Mestranda em Cultura e Sociedade na Universidade Federal da Bahia, Tertulia argumentou que a dança e a letra da música é evocada em outros estilos e que é adepta da metodologia da dança dentro da sala de aula.

A cantora foi convidada para palestrar no seminário “Desfazendo gênero: conferências, mesas redondas, simpósios temáticos, mostras artísticas e muito mais”. O evento ocorreu em Vitória da Conquista, entre 10 e 14 de novembro.

Durante a apresentação, a cantora sobe na mesa e dança a letra da música que diz: “Pede para o maloca dar murro na sua costela.
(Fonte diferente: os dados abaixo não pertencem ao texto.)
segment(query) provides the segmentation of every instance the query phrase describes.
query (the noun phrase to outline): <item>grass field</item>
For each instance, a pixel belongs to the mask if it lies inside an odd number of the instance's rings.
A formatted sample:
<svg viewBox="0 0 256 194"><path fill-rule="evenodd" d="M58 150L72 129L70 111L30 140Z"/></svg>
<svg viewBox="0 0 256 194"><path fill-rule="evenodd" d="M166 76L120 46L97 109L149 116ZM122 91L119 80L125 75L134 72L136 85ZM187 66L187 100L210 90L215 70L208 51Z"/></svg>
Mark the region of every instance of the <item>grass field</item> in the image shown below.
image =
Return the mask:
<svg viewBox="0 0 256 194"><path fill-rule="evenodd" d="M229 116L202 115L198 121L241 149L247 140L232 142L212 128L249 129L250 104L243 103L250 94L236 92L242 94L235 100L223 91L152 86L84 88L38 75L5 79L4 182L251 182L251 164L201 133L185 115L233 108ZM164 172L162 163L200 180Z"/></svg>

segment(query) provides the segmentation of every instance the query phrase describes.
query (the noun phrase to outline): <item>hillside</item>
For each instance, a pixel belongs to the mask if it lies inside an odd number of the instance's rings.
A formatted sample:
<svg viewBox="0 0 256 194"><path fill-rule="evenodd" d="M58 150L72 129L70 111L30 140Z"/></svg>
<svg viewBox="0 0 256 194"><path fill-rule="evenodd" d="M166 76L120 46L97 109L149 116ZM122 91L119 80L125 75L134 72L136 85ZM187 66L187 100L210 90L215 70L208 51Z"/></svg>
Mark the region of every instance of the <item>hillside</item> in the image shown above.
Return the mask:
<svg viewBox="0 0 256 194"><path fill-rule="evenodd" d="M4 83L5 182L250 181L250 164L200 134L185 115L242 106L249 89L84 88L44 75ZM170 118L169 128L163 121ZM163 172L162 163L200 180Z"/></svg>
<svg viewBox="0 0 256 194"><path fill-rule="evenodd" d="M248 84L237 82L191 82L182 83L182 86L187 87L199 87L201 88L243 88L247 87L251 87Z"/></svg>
É só uma brincadeira, diga ao pai ‘machuca ela’. Chama a travestis, que vai dar babado, chama o Elipe, que vai dar babado. Vai, maceta esse novinho do prêmio bumbum bolado. Para na posição, chacoalha o rabo. Murro, murro, murro, na costela do viado”. Em vídeo publicado após a repercussão da apresentação, a artista disse a palestra teve como foco a “potência da educação não tradicional através da dança”.

Dança do cavalo

Em agosto, a apresentação da dança chamada ‘Cavalo Tarado’ em uma escola municipal do Rio de Janeiro gerou polêmica e críticas. Durante a apresentação, uma mulher com uma máscara de cavalo fez uma performance de galope sobre um homem enquanto outros três homens faziam “passinhos” de funk. A Secretaria Municipal de Educação do Rio chegou a abrir uma sindicância para investigar a origem da apresentação com conotação sexual. Funk no Ministério da Saúde Durante um evento do Ministério da Saúde, uma apresentação da música “Batcu”, de Aretuza Lovi e Valesca Popozuda, também gerou críticas nas redes sociais. O Ministério classificou a coreografia como inapropriada e exonerou o diretor do Departamento de Prevenção e Promoção da Saúde, Andrey Lemos.